I am hoping that by being able to run many more blocks, I should be able to push past 12 node TSP to 13+.

Any help appreciated.


The watchdog timer kicks in if a kernel takes too long for a full grid, not for an individual thread. So it does not matter how you divide the work between threads and blocks.

An easy way to run more blocks without triggering the watchdog is to divide them between multiple kernel launches (i.e., instead of launching one grid of 65535×3 blocks, launch three grids of 65535 blocks each).

Yeah you could try disabling the watchdog ;) :)

Ooooh i really like this idea.

I found this thread about the timeout issue and they mentioned the ‘no monitor’ plugged in concept, which I have already tried. I have a crappy ati + nvidia gtx260 so i can still see.

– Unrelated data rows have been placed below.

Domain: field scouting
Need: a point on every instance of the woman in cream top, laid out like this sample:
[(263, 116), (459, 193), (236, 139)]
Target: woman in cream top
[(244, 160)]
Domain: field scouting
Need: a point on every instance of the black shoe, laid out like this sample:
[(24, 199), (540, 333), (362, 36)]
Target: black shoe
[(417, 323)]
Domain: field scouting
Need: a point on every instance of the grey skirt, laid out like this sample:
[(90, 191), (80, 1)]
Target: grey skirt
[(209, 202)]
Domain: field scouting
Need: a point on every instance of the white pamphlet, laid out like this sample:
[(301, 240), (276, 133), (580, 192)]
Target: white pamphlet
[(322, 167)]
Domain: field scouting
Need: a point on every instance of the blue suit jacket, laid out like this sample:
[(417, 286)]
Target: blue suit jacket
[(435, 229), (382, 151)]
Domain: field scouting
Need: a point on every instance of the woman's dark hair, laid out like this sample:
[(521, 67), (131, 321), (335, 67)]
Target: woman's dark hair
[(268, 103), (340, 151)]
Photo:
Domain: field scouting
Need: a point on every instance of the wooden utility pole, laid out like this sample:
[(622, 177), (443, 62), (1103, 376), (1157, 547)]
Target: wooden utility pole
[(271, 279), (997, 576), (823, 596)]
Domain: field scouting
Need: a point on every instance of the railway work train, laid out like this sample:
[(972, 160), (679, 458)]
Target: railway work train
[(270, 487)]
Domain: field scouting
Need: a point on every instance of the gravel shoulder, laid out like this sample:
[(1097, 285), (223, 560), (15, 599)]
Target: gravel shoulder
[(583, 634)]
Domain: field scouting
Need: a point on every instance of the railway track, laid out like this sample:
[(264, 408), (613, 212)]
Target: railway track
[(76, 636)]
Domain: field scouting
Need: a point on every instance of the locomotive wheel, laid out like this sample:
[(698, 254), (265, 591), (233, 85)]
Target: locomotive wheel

Can someone confirm whether I need to manually disable the windows driver thing or whether having no monitors plugged in should be good enough.

Ideally I would like to be able to run a cuda application or kernel for more than 15 seconds, probably more like a 1+ minutes…

I will try splitting it up over several kernels for now thank you.

Best wishes,


I have since put some more time into this and followed the instructions on this website:

it works! it turns out that it was indeed an issue with the watchdog and unplugging the monitors from that card is not enough and you do have to change the win7 registry no matter what.

What I found odd was that the old program that works with the watchdog on is actually a fraction slower (0.45% according to the compute visual profiler). In that program the threads ran for 15x longer instead of having 15x as many blocks. I had thought that running the threads for a longer time, as I am already maxing out the blocks/threads that can run on the gfx card, would be if anything faster, not slower.

Anyways problem solved. Thanks guys.